楊嬌這種傻可愛型的年青女孩兒絕不會招任何長輩討厭,程二舅被那追問了一句之後非但並不生氣,反而頗有些遺憾:他非常希望自己的女兒也能和楊嬌一樣有着開朗而毫無心機的性格。
程二舅微微一笑說:“我們祭拜祖先正是因爲對生命的敬畏;然而上天有好生之德,我們維護住這份對祖先的敬重卻要以犧牲人命爲代價,這當真值得嗎?我這人雖然以好勇鬥狠聞名周邊村落,其實我並不崇尚暴力,簡單粗暴的解決方式是我一直不屑的做法。在我當上族長以後桃源谷就沒再和鄉鄰發生過大的摩擦,族內更沒再出現過因爲誰犯了嚴重過失而受到殘肢斷臂之類懲罰的事情。
這小子既然有緣來到了我們村子,他既然已鑄造成錯事,我們不妨就大度些,我原本打算讓他留下來做個幾十年的義工以苦役抵去過失;然而他非但武藝嫺熟、爲人倒也有些擔當、勇悍過人,我就想着還不如將壞事變成好事,招他入贅以充實夏家的戰鬥力;而我若收了他爲婿,鄉親們顧及到這點香火情興許也就能放過他,這不是兩全齊美的好事嗎?”

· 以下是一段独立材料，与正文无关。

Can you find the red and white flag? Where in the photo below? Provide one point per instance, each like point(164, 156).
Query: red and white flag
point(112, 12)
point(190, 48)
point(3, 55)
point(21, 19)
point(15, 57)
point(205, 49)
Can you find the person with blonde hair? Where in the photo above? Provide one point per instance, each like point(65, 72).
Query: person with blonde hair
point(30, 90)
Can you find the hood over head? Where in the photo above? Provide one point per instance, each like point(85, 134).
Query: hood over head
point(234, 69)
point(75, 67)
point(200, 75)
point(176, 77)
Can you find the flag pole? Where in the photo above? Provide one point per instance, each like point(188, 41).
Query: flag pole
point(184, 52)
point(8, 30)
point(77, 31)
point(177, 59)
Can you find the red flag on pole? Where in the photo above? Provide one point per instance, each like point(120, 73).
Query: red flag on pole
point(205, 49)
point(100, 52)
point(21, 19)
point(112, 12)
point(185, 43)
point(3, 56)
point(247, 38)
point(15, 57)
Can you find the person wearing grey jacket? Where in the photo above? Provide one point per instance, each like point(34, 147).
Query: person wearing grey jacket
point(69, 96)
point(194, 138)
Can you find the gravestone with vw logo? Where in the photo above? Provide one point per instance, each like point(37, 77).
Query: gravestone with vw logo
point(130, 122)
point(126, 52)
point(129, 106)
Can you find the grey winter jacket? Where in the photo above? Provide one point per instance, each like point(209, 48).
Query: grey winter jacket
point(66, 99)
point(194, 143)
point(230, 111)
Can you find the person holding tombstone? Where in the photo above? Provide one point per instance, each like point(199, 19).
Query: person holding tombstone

程二舅這番混賬邏輯全部抖出來之後楊嬌竟然驚得無力再反駁他了,大家都很清楚:在這個崇尚自由、民主的時代,除了當權者自己,沒有誰會每天把規矩、權力掛在嘴邊並以此爲要挾弱勢羣體的利器。
楊嬌用嘲笑小可的話發泄着她對程二舅的不滿:“看到沒臭小子?你白撿回一條命就偷着樂吧,還想強求什麼?總比被處死或是當一輩子義工好吧?人家族長大人沒把你削成人棍養在村口以儆效尤就算對你客氣的,現如今你還能繼續蹦達下去又多了一個漂亮媳婦,你欠了族長家這樣天大的人情還不得老實的做一輩子上門女婿回報人家?難怪你堅決不肯走呢,當初算我看走了眼,原來你小子竟然是這樣愛恨分明、有恩必報的人。”
程二舅全沒把楊嬌這些指桑罵槐的話當回事,他蹺起二郎腿在腦中繼續着自己美好的暢想:他決定等到程雙回來以後,要將這兩對新人的婚禮與侄兒的繼任大典一同操辦起來,到時候桃源谷內三喜臨門,可謂皆大歡喜:程雙血緣迴歸到了本族、他女兒得到了一個好老公做強援、小可在族內會成爲最受尊敬的一個女婿、他兒子娶了表妹之後又實現了多年夙願、夏穀雨更是接替了族長之位……
這一切都是這麼和諧,然而一名家丁急匆匆的趕來卻擾亂了程二舅的白日夢,那名家丁左右看了看衆人,之後便上前在程二舅耳邊低聲說:“族長,咱家白虎和朱雀都跟瘋了似的發起狂來,幾個人都攔不住,再鬧騰一陣鐵鏈子都得被它倆掙斷了,您看?”
“屁大點事兒也要我來解決?”程二舅對屬下的辦事能力極爲撓頭,他低聲沉吟道:“看來今晚要改吃狗肉嘍!”他吩咐這名家丁爲客人們再換上幾杯熱茶,並請程爸等人稍坐片刻,他自己則大步直奔後廳而去。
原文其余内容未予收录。